Fighting is another simplified matter. It boils down to either clicking the sword or the shield symbol with the right timing, the epitome of this being the three boss fights against Trigons – each a part of the Trigon Trifecta. These are – as I like to call them – the three most egotistical Dorito chips of all time, and the tangy cheese, cool original, and chilli heatwave flavours (the colours match, I didn’t even have to try) each have their own particular sequence of slash/defend in order to defeat them and claim their triangular glory.
My favourite part of the gameplay involved the awakening of sylvan sprites. These involved singing a song of sworcery (click and hold on the Scythian) and then performing different actions depending on the sprite, such as bringing objects together, clicking objects in a certain order, or in one case spot-the-difference.
I find the three core mechanics mentioned reasonably satisfying and very simple, suitable enough to carry the 4 hours it ended up taking me to play it and still provide a challenge at times. If there was a particular aspect of frustration, I would have to give that award to the slow speed of the Scythian – even in her ‘faster’ mode of walking I found that in the later game it annoyed me when I had to retread old ground. I might have forgiven it had the game always moved into new areas, or given me a shortcut or two to key places. The other mechanic I might have objected to is the need to ‘wait’ for certain moon phases – but there is a simple in-game answer to that impatience which I stumbled across coincidentally (as well as the cheat way). However, I can see that annoying some people, no matter how easy it is to change one’s computer settings. It’s a mechanic I have very mixed feelings about. (It’s also used in Hate Plus.)

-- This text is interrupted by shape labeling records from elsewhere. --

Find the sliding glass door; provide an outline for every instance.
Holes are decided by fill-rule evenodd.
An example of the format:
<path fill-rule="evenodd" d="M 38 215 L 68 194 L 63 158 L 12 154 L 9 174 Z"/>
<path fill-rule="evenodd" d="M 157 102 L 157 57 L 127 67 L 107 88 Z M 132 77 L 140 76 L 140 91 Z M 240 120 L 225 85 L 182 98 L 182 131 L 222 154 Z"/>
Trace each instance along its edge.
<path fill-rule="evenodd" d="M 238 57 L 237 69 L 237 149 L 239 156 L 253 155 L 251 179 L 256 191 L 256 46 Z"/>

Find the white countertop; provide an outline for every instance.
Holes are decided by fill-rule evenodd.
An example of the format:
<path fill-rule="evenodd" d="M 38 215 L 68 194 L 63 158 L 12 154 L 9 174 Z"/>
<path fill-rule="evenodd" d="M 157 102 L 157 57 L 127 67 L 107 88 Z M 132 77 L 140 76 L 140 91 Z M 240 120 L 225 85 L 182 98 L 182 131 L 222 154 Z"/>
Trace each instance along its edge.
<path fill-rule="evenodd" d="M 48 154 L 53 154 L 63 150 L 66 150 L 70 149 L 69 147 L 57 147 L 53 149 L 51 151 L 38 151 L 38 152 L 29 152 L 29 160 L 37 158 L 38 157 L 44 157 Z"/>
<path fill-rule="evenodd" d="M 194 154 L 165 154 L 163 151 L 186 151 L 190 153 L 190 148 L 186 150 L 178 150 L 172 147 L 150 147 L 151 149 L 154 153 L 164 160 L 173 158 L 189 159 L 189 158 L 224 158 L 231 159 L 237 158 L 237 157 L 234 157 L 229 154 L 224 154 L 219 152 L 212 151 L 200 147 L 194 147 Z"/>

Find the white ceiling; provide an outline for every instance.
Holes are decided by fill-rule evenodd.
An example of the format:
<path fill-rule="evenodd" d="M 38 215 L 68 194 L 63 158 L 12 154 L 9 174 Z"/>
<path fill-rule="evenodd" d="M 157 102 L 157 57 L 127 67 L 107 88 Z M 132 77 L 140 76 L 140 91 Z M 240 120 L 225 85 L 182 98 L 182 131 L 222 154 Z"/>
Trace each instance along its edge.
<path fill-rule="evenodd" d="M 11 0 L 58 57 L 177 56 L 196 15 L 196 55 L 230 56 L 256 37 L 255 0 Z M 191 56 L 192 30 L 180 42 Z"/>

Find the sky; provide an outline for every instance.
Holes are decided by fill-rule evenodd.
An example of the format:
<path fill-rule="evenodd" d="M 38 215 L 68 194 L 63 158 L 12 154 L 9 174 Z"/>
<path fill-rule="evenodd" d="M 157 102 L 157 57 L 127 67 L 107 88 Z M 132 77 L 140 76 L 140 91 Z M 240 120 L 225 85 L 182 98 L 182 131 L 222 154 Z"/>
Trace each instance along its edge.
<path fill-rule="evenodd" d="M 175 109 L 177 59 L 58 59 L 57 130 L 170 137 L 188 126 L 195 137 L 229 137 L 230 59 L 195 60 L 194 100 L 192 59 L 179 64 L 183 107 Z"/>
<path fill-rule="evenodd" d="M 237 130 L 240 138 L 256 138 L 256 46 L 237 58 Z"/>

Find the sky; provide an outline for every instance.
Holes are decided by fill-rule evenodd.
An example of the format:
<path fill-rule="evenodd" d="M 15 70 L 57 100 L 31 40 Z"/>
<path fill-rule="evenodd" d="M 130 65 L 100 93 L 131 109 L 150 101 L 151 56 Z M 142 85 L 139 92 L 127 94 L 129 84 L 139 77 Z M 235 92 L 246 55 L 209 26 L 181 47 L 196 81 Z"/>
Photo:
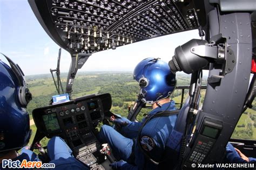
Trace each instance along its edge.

Pixel art, very beautifully done. Environments also change with the ‘moods of the moon’ and if you eat a mushroom (health boost) you get some happy blurred pink dots floating around your screen for a while. Facially, it loses out on expressions, lacking details in that area just a little bit in comparison to say, To The Moon style, though it carries itself well with bodily expression.
The music adds to the whole relaxation of the experience – or rather, is what provides it. It changes with different areas and situations, but I didn’t find a single track among them that I couldn’t enjoy outside of the game. ‘EP’ is an appropriate addition to the title. It’s not just the background music which I like (which also changes when you have mushrooms), but also the audio effects associated with awakening the sprites – each click on a relevant object has an associated tone and ascending the sprite releases a series of rising tones that add to the pleasant unearthliness of it.
Plus, the bass drop in the music after claiming a trigon I found especially satisfying.
I really enjoyed playing this game, and it is definitely my cup of tea. However, I feel the gameplay is not as satisfying or full as it could be, even given its small scope, and the replay value is very limited if that is something you look for – there would be very little to nothing extra to explore on a second play through, so any replay would just be to enjoy the same experience again.
Would I recommend it? Yes, as surely as I would recommend a bag of Doritos.